Let $X_i; i=1,2,3,\dots,n$ be iid samples from the uniform $U(0, θ)$ distribution, with $θ$ being the unknown parameter of interest. Consider the testing problem
$H_0 : θ = θ_0$ versus $H_1 : θ > θ_0.$
One possible test is to reject $H_0$ when $X_{max} > C$ for some $C > 0.$
$1.$ Find $C$ in terms of the proposed
$θ_0$ such that the probability of Type I
error is 0.05.
$2.$ Use the duality between hypothesis testing and confidence interval to write down a level 0.95 lower confidence bound for $θ.$ That is, find $L(X_1,\dots , X_n)$ such that $P_θ(θ ≥ L(X_1, \dots , X_n)) = 0.95$ for all $θ > 0.$
$3.$ Choose $C$ as in (a). What is the power of the test in the case
of $θ_0 = 1,\, θ = 2,\, n = 10?$
I have done $1$ using $P(X_{max}>C|θ = θ_0) = 1 – (C/θ_0)^n = 0.05;$ can anyone tell me if this is right? Also, how to do questions $2$ and $3$? Thanks so much!!!!
Best Answer
Yes, you are wright. Simply find $C$ from equality $1-(C/\theta_0)^n=0{.}05$.
Why not to use $X_{max}$ to construct $L$?

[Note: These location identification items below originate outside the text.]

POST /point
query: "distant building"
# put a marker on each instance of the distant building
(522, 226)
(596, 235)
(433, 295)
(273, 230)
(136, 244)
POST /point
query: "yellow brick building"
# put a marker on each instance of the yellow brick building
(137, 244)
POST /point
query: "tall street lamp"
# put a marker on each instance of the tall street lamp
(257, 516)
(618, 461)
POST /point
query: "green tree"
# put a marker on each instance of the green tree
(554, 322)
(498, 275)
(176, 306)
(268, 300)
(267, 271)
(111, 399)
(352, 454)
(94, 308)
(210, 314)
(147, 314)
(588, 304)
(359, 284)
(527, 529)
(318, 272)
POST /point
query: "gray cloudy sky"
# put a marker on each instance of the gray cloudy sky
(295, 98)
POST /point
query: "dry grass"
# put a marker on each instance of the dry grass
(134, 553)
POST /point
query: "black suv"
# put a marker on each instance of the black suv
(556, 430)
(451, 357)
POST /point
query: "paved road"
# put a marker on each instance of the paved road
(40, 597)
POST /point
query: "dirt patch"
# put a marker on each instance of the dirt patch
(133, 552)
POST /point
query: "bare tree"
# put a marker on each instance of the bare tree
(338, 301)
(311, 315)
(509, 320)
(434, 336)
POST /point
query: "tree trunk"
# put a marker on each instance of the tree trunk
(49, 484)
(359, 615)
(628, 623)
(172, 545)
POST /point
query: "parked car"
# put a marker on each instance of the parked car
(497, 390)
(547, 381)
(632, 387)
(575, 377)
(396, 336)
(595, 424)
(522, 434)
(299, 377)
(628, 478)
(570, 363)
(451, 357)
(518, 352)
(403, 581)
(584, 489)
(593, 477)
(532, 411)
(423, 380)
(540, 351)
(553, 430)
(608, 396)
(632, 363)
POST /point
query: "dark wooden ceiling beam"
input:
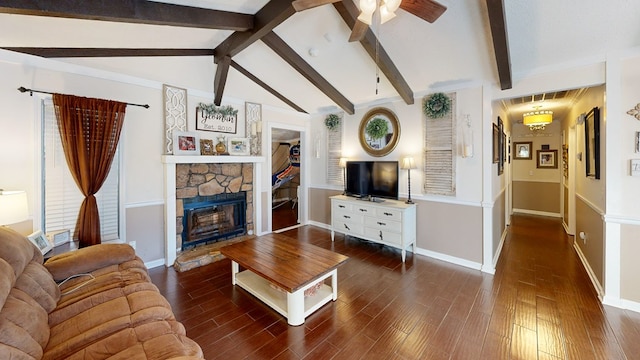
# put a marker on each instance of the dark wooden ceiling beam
(107, 52)
(220, 79)
(500, 42)
(132, 11)
(272, 14)
(262, 84)
(275, 43)
(349, 12)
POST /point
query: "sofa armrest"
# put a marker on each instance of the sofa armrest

Find the probability $$P_\theta(X_{max}\leq t)=(t/\theta)^n=0.95.$$ Then $t/\theta=\sqrt[n]{0.95}$, $t=\sqrt[n]{0.95}\theta$. Finally, $$ P_\theta(X_{max}\leq \sqrt[n]{0.95}\theta)=P_\theta(\theta\geq X_{max}/\sqrt[n]{0.95})=0.95. $$ So $L(X_1,\ldots,X_n)=\dfrac{X_{max}}{\sqrt[n]{0.95}}$.